Закончив расписывать небо. Летучая Дева послала толпе воздушный поцелуй. Изобразила пальцами знак мира. Проплыла в воздухе у самых верхушек деревьев, придерживая юбку одной рукой, тряхнула своими черно-рыжими дредами, помахала рукой на прощание и – аминь. Улетела за горы, за горизонт. Улетела совсем.
И все же: не стоит верить всему, что пишут в газетах.
Летучая Мадонна – это было не чудо.
Это было колдовство.
Это не чудеса святых. Это темные чары. И мы с Сержантом здесь не для того, чтобы дивиться на чудо чудное. У нас с ним охота – на ведьм.
И все же: эта история не про здесь и сейчас. Я, Сержант и Летучая Дева. Элен Гувер Бойль. Это история о нас; как мы все встретились.
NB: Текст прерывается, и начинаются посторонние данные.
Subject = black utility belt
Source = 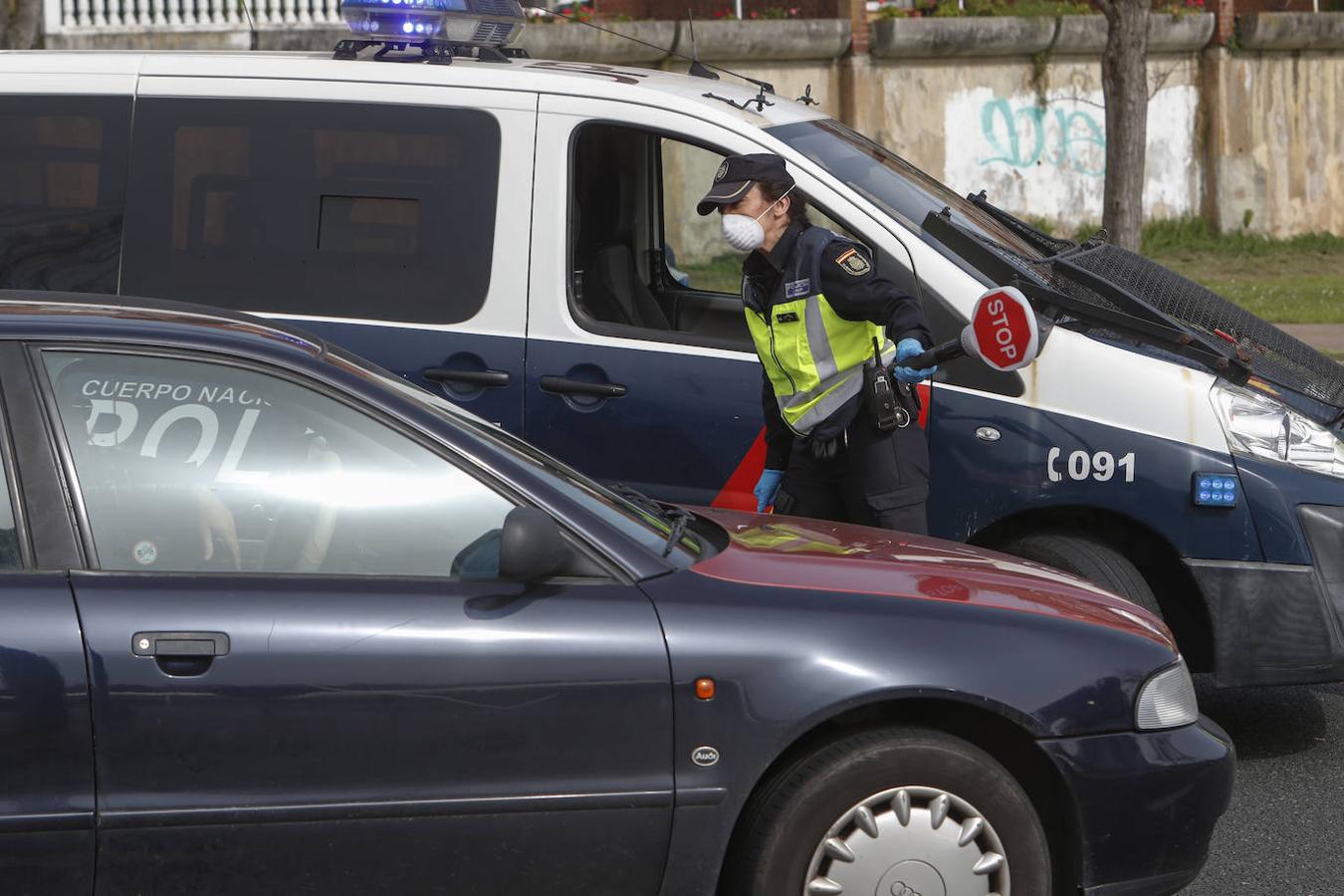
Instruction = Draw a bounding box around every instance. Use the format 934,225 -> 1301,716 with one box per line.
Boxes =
863,364 -> 919,432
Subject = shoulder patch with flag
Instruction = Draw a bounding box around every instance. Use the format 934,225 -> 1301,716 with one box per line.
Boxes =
836,247 -> 872,277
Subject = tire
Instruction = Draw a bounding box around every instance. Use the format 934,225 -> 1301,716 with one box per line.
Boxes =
719,728 -> 1052,896
1004,532 -> 1163,618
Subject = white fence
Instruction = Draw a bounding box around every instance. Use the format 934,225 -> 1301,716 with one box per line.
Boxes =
45,0 -> 341,35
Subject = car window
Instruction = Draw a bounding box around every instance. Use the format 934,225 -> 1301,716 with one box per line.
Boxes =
660,137 -> 742,296
0,421 -> 23,569
121,99 -> 500,324
327,345 -> 707,566
43,350 -> 514,577
0,97 -> 130,293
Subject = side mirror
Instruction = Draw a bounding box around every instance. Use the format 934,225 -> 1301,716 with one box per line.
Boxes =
500,508 -> 571,581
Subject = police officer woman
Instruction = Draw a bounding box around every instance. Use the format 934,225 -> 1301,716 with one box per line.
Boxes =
696,153 -> 936,534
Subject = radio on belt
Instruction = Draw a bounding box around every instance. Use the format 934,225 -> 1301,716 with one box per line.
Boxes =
335,0 -> 527,65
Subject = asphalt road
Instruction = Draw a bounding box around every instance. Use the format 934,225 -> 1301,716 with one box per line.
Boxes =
1182,676 -> 1344,896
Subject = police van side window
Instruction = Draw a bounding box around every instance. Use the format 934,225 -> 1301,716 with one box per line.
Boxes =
121,99 -> 500,324
0,96 -> 130,293
569,122 -> 752,350
43,350 -> 514,577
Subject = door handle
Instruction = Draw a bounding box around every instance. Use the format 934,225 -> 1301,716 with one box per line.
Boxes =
421,366 -> 508,388
542,376 -> 625,397
130,631 -> 229,658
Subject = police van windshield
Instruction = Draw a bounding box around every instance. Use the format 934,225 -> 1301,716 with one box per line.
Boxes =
767,118 -> 1037,258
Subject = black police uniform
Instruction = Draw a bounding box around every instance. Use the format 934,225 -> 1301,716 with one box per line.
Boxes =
742,222 -> 933,534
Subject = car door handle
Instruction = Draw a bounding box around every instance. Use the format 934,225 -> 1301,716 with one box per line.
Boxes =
421,366 -> 508,388
130,631 -> 229,657
542,376 -> 625,397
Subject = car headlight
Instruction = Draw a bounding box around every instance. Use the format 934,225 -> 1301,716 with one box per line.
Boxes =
1210,383 -> 1344,478
1134,658 -> 1199,731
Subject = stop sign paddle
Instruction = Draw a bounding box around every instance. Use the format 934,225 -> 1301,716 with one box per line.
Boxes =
903,286 -> 1040,373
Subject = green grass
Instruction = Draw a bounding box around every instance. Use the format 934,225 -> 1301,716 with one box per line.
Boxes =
677,255 -> 742,296
1144,219 -> 1344,324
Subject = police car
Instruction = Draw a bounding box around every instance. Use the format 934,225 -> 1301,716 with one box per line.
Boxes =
0,0 -> 1344,684
0,292 -> 1232,896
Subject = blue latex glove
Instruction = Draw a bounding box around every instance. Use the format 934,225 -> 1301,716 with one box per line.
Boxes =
891,333 -> 938,383
752,470 -> 784,513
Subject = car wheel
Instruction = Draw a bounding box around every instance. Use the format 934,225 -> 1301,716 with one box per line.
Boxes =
1004,532 -> 1163,618
721,728 -> 1051,896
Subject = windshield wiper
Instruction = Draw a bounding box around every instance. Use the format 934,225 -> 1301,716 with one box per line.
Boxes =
609,482 -> 668,520
663,508 -> 691,558
611,482 -> 695,558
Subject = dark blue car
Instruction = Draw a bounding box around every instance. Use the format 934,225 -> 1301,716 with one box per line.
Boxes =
0,293 -> 1232,896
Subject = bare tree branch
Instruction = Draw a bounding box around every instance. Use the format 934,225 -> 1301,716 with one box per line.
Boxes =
1148,62 -> 1186,100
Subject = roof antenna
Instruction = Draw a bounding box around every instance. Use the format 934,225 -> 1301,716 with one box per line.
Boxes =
686,8 -> 719,81
242,0 -> 257,50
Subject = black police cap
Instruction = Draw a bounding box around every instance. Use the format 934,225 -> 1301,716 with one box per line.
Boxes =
695,151 -> 793,215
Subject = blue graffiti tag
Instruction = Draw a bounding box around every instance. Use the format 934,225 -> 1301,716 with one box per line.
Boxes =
980,100 -> 1106,177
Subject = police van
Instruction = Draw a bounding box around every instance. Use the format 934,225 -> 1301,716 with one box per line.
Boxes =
0,0 -> 1344,685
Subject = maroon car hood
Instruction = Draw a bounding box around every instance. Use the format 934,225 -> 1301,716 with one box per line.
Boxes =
692,508 -> 1176,651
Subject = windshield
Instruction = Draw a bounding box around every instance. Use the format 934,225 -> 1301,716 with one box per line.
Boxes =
326,342 -> 713,566
767,118 -> 1039,258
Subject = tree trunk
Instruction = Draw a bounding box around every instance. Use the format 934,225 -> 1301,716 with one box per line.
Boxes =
0,0 -> 42,50
0,0 -> 42,50
1101,0 -> 1149,253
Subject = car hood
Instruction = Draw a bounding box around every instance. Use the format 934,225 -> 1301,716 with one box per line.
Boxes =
692,508 -> 1176,653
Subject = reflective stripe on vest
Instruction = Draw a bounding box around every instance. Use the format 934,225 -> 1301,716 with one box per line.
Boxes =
746,293 -> 896,435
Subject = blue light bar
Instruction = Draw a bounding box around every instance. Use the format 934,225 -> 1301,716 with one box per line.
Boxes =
1190,473 -> 1241,508
340,0 -> 526,46
340,0 -> 465,40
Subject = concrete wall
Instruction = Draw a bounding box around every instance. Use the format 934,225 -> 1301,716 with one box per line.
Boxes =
851,54 -> 1203,228
658,13 -> 1344,236
47,13 -> 1344,237
1203,50 -> 1344,235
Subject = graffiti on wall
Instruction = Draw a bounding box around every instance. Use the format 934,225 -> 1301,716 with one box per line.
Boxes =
934,85 -> 1202,227
980,97 -> 1106,177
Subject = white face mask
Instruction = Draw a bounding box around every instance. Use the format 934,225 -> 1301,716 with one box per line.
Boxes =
723,187 -> 793,253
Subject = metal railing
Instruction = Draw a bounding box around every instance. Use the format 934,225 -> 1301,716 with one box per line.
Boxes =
43,0 -> 341,34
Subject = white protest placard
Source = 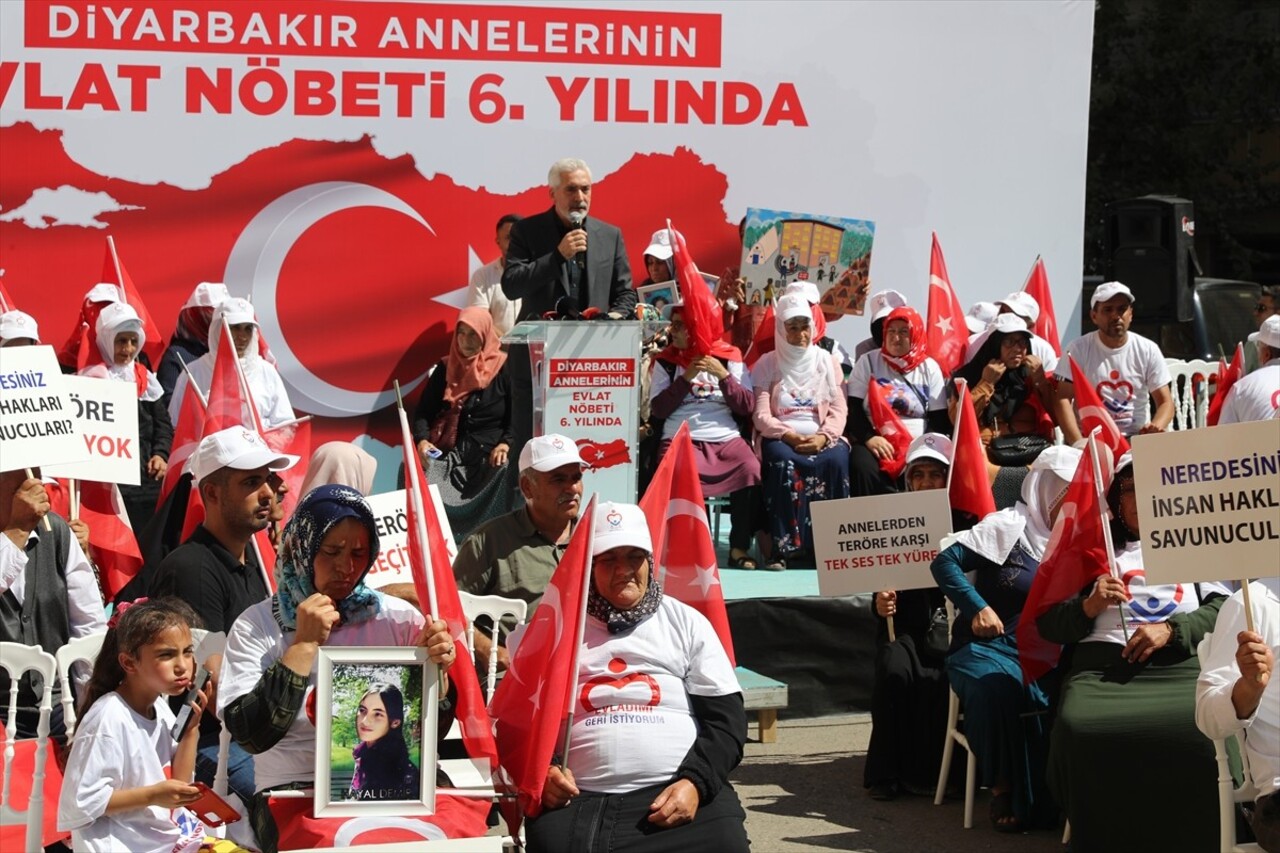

И что нас сюда привело.
Глава вторая
Тебе задают только один вопрос. Перед тем как ты получаешь диплом журналиста, тебе предлагают такое задание: представь, что ты репортер. Работаешь в ежедневной газете в каком-нибудь большом городе, и вот, в канун Рождества, редактор тебе говорит, что нужно сделать заметку. Несчастный случай со смертельным исходом.
Ты приезжаешь на место. Полицейские и врачи уже там. Соседи в домашних халатах и тапках толпятся у двери в квартиру, в мрачном многоквартирном доме трущобного типа. В квартире, под новогодней елкой, рыдают молодые родители. Их малыш подавился елочной игрушкой, задохнулся и умер. Ты записываешь все детали, имя ребенка, возраст и все такое и мчишься обратно в редакцию – время близится к полуночи, – чтобы успеть написать экстренную заметку в утренний выпуск.
Ты приносишь заметку редактору, и он говорит, что статья не пойдет, потому что ты не указал, какого цвета была игрушка. Красная или зеленая? Посмотреть было нельзя, а спросить ты как-то не подумал.
Статья прямо просится на первую полосу, и у тебя есть выбор.
Позвонить родителям и спросить.
Или же не звонить и потерять работу.
Это пресса. “Четвертая власть”. Когда я учился на журналиста, на выпускном экзамене по этике нам задавали только этот вопрос. Вопрос или – или. Я ответил, что позвоню в полицию. Такие вещи должны быть записаны в протоколе. Игрушку должны запечатать в полиэтиленовый пакет и сфотографировать как вещественное доказательство. Ни в коем случае я не стал бы звонить родителям после полуночи в канун Рождества.
По этике я получил D, низкий, но переходный балл.
Вместо этики я научился говорить людям только то, что им хочется услышать. Я научился письменно излагать факты. И еще я усвоил, что редакторы могут быть настоящими сволочами.
Я до сих пор не могу понять, для чего было это задание. Теперь я репортер, в ежедневной газете в большом городе, и мне не нужно ничего представлять.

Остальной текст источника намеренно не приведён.